Rimsha Malih

Un gruppo di cristiani manifesta per chiedere giustizia per Rimsha

L’Alta Corte di Islamabad ha archiviato il caso di Rimsha Masih, la bambina cristiana incarcerata lo scorso agosto in Pakistan per blasfemia e poi rilasciata dietro cauzione. Rimsha, che ha 14 anni e soffre di una disabilità mentale, era stata arrestata in una baraccopoli dopo che un vicino l’aveva sorpresa a bruciare alcune pagine con versi del Corano.

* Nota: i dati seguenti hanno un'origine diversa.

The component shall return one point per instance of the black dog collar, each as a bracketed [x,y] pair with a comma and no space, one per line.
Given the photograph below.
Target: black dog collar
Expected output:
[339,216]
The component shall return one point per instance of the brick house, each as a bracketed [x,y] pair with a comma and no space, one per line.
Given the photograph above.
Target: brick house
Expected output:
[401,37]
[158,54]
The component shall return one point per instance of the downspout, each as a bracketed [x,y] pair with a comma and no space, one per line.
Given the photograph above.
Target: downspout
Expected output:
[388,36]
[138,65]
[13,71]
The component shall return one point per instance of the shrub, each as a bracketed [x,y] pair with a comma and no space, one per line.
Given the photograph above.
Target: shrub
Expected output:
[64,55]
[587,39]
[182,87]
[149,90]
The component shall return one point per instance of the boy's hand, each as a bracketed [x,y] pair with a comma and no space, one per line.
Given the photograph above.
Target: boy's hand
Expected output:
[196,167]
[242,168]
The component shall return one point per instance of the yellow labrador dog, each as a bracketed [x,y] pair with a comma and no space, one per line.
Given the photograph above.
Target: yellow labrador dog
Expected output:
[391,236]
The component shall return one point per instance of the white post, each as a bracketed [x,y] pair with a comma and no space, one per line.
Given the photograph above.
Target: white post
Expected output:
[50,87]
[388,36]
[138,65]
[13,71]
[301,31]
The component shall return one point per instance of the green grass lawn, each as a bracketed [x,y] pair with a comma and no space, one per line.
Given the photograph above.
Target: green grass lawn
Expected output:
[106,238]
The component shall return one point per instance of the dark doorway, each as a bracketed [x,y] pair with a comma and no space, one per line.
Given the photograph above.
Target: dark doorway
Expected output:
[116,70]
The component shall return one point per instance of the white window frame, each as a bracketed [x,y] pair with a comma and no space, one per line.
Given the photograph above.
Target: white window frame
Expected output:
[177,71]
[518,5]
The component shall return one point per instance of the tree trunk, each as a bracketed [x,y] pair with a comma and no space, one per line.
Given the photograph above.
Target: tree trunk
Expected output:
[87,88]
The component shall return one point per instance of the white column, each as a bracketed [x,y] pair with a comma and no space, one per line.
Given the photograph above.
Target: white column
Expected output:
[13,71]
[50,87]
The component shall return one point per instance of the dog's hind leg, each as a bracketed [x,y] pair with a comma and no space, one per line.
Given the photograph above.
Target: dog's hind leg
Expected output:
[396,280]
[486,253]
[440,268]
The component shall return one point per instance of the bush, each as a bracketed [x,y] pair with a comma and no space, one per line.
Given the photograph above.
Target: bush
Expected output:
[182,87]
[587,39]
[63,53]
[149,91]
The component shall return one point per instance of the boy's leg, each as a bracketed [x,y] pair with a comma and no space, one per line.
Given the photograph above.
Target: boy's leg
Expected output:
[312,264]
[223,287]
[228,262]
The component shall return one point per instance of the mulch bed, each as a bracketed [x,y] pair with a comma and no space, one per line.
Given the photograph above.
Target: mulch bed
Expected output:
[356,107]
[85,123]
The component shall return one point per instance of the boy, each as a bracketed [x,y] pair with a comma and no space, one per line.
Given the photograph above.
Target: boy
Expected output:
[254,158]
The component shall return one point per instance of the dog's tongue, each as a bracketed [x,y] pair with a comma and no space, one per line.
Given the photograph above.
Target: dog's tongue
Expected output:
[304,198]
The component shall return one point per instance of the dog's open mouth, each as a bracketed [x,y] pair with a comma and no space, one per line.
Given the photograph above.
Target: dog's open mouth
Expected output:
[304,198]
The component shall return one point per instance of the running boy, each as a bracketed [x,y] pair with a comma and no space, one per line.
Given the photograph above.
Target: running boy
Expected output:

Come si è accertato in seguito, le prove contro di lei erano state falsificate dall’imam della moschea del suo quartiere: il religioso, che è stato arrestato, aveva messo della carta bruciata nella borsa di Rimsha, con l’obiettivo di alimentare l’odio contro i cristiani e costringerli ad abbandonare l’area.

Secondo la Corte di Islamabad,  il caso deve essere archiviato perché “nessuno ha visto Rimsha Masih bruciare delle pagine del Corano”. Nella sentenza di 15 pagine, i giudici hanno aggiunto che “le accuse di blasfemia sono questioni molto delicate e che questi casi vanno trattati con attenzione”. Il tema è in effetti molto spinoso in Pakistan, dove il 97 per cento della popolazione è musulmano e il reato di blasfemia è punibile con la pena capitale.

Non nasconde la propria soddisfazione il cattolico Paul Bhatti, consigliere speciale del Primo ministro per l’Armonia nazionale e fratello del ministro per le Minoranze Shahbaz, massacrato dai fondamentalisti islamici nel marzo 2011 per aver difeso Asia Bibi, un’altra donna cristiana condannata a morte per blasfemia. Secondo Bhatti, interpellato da AsiaNews, la vicenda costituisce “un precedente importante” e dimostra che la legge “non potrà essere usata per fini personali” e che “chi avanza false accuse rischia di subire analoga sorte ed essere processato”.

“Non è una vittoria – chiarisce però il consigliere speciale – ma solo un elemento di giustizia”.